What should an example data/train or data/test directory look like? Same files as the WSJ example: utt2spk, spk2utt, wav.scp, text, cmvn.scp, segments, and feats.scp plus utt2lang?
- Is the key of language mappings in local/general_lr_closed_set_langs.txt or local/lang_map.txt?
- Do I need a data/lang directory? It doesn't seem like the language model, lexicon, etc are being used at all.
- Does anyone have more details about why the run_logistic_regression.sh script calls compute-wer with the text files? I'm not following how this fits in with evaluating the language identification.
Secondly, I'm interested in any guidance on altering the nnet/run_dnn.sh script to be a 3-way classifier (three languages), rather than a speech recognizer. I've been using the WSJ version of run_dnn since I have a functioning WSJ GMM system. I think I need to edit train.sh. It seems like altering the $labels and/or $num_tgt variables might work, but perhaps there is a more straight forward way to use the existing Kaldi functions.

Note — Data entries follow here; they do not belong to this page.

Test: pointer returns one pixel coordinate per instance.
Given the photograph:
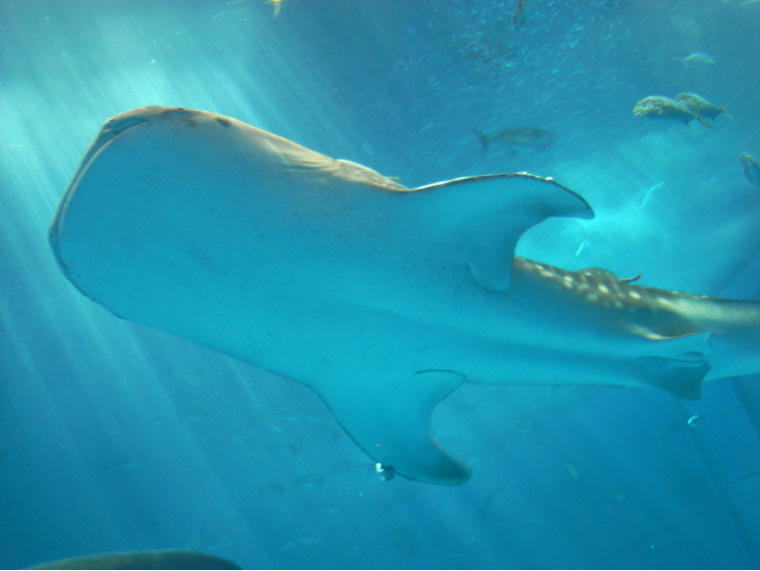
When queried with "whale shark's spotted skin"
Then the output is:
(381, 298)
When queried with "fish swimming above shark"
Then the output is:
(383, 299)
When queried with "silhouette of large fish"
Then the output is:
(158, 559)
(381, 298)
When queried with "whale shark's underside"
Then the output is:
(381, 298)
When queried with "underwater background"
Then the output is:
(117, 437)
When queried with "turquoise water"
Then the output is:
(118, 437)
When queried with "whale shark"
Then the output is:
(381, 298)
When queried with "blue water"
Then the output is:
(117, 437)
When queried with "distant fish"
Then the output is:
(658, 107)
(519, 138)
(572, 471)
(276, 4)
(519, 15)
(751, 169)
(696, 58)
(618, 494)
(700, 106)
(161, 559)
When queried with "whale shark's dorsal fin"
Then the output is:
(494, 211)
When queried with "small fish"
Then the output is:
(658, 107)
(519, 15)
(276, 4)
(572, 472)
(700, 106)
(386, 473)
(530, 138)
(751, 169)
(696, 57)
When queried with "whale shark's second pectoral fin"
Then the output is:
(678, 365)
(390, 420)
(493, 211)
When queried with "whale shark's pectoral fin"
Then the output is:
(390, 420)
(680, 365)
(493, 211)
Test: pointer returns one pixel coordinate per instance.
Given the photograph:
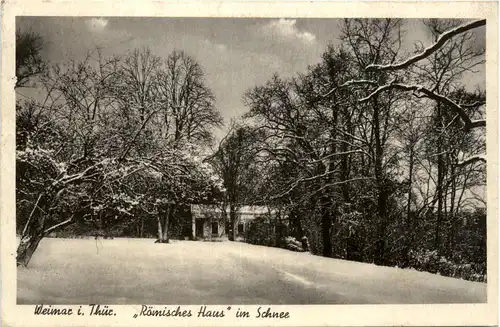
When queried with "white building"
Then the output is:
(208, 220)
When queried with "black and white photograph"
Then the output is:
(252, 161)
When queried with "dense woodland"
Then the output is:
(375, 154)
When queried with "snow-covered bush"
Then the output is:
(431, 261)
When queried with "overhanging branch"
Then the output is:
(429, 50)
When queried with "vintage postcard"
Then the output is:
(249, 163)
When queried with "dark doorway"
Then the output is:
(215, 228)
(199, 227)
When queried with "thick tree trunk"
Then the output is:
(408, 222)
(163, 226)
(382, 192)
(27, 247)
(33, 233)
(326, 227)
(232, 222)
(439, 188)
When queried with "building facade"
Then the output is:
(209, 223)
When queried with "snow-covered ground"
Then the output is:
(136, 271)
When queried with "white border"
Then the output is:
(344, 315)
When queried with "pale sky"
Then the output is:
(236, 54)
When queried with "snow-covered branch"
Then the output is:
(429, 50)
(350, 83)
(471, 160)
(57, 226)
(459, 110)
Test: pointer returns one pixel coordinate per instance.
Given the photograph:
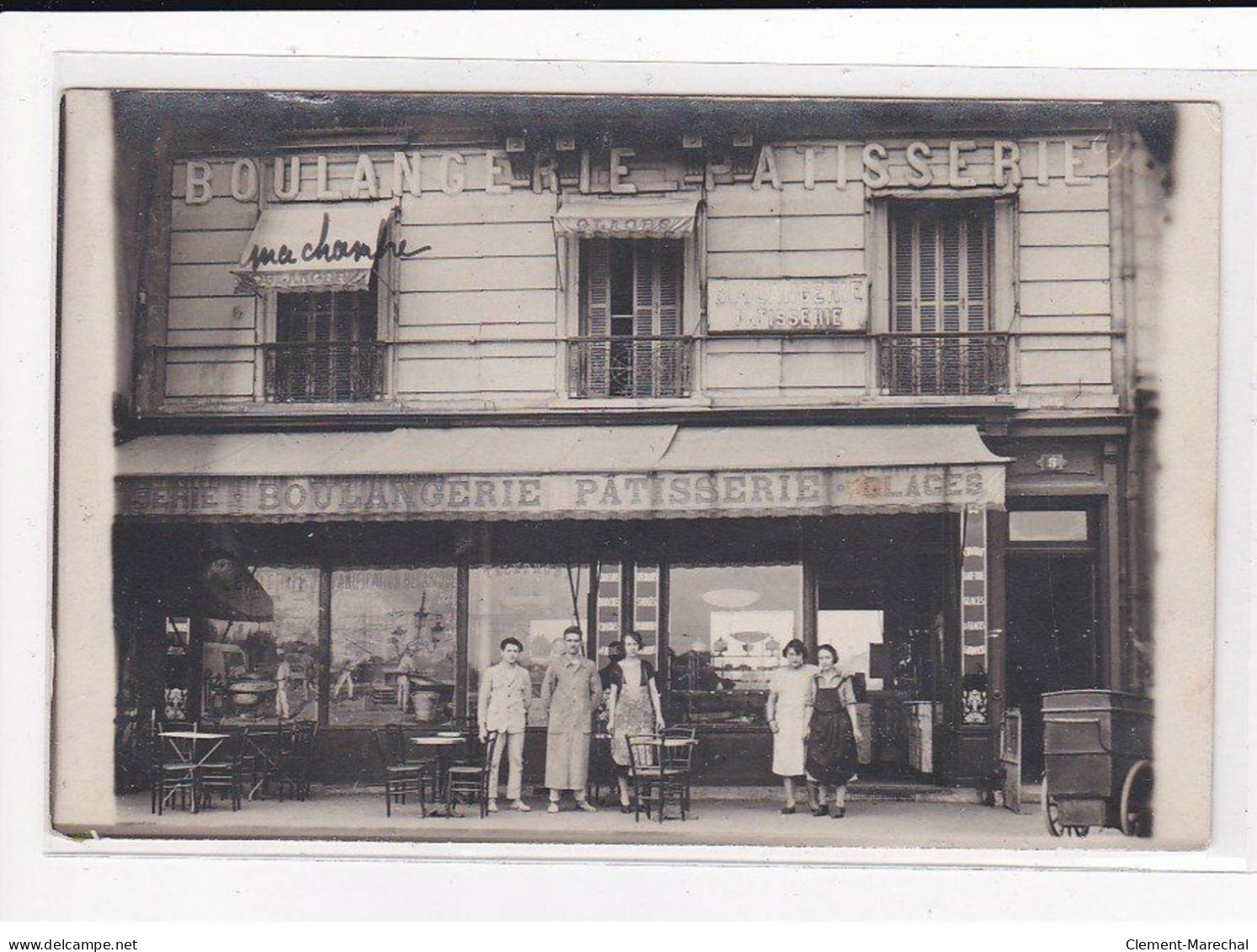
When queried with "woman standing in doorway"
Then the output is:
(634, 706)
(833, 737)
(788, 710)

Since the system will not use the segments file - how does it determine the relationship between a wav file and utterance ID?
The VAD script runs off wav files, so my original plan was to split the wav files as this will guarantee no overlap in train and test sets.
Did these versions of the test set come as part of the corpus or was I meant to create them at some point during the pipeline.